Up to nine copycat variants were then circulated with new messages, including "Joke," "Very Funny," and the especially destructive "Mother's Day Order Confirmation" e-mail, which overwrites the ".bat" and ".ini" files needed to start up a computer.
The perpetrator identified himself as "mailme," "spyder" and "ispyder," and left a message saying "I hate to go to school."
An estimated 10 million computers have been infected worldwide and $2.61 billion in damage caused.
Among those hit around the world were computer networks at the US Congress, the White House and Pentagon, and the British and Danish parliaments.
Authorities said many leads point to the Philippines as the birthplace of the virus.
For starters, a Philippine ISP called SuperNet said the virus appears to have first been sent from two of its e-mail addresses.
Some computer security experts also said a programming technique used in the creation of the virus is similar, if not identical, to one written by a man in the Philippines last year.
An even stronger clue, experts said, is that in addition to destroying data, the virus attempts to activate another program from a Philippine website that steals passwords from victims' computers and sends them back to an e-mail address in the Philippines.
According to earlier reports, a comparison of notes made by Philippine ISPs narrowed down the suspect to a 23-year-old man from Manila's Pandacan district.
Robbie Villabona, SKYiNet' s technical operations director, said the virus was stored in their webspace in two parts -- one that deleted visual and audio files and one that attached itself to an e-mail.
SKYiNET was one of three local service providers used to spread the virus.
Villabona said their company's mail server has been blocking the virus from entering computers of their estimated 20,000 subscribers since it was detected Thursday, he said.
"As a result of this virus, some other networks in the world blocked traffic from our server. It has affected us substantially," he said.
Villabona said they had helped NBI agents in tracking down the suspect by giving them "server logs."
"We have given the NBI appropriate information (so) that they can identify the suspect. The next step is to identify and apprehend," he said.
Jose Carlotta, chief operating officer of Access Net, said the creator of the computer virus could have been unaware of the damage he or she would cause worldwide and might not even be a Filipino as had initially been suspected.
"It's very difficult to say with any certainty that it is a Filipino. It could have come from somewhere else and 're-originated' from the Philippines," he said.
Access Net is one of three ISPs from where the virus was suspected to have been launched.

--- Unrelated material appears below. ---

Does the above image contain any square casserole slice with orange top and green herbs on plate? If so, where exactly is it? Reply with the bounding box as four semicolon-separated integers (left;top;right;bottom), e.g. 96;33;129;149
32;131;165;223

"There is a lot of speculation right now. Until they are actually able to establish an identity behind this person, it is very hard to say for certain," he said.
Carlotta, however, said the information is still "very, very sketchy." "Pandacan is a very big area. It's like finding a needle in a haystack," he said.
Carlotta said the virus maker may have only wanted to collect passwords to get free Internet access.
"If he has got graver intentions from what he's done, I am not aware of that and it's purely speculation. I might even say that he or she probably wasn't aware of the gravity of what he did," he said.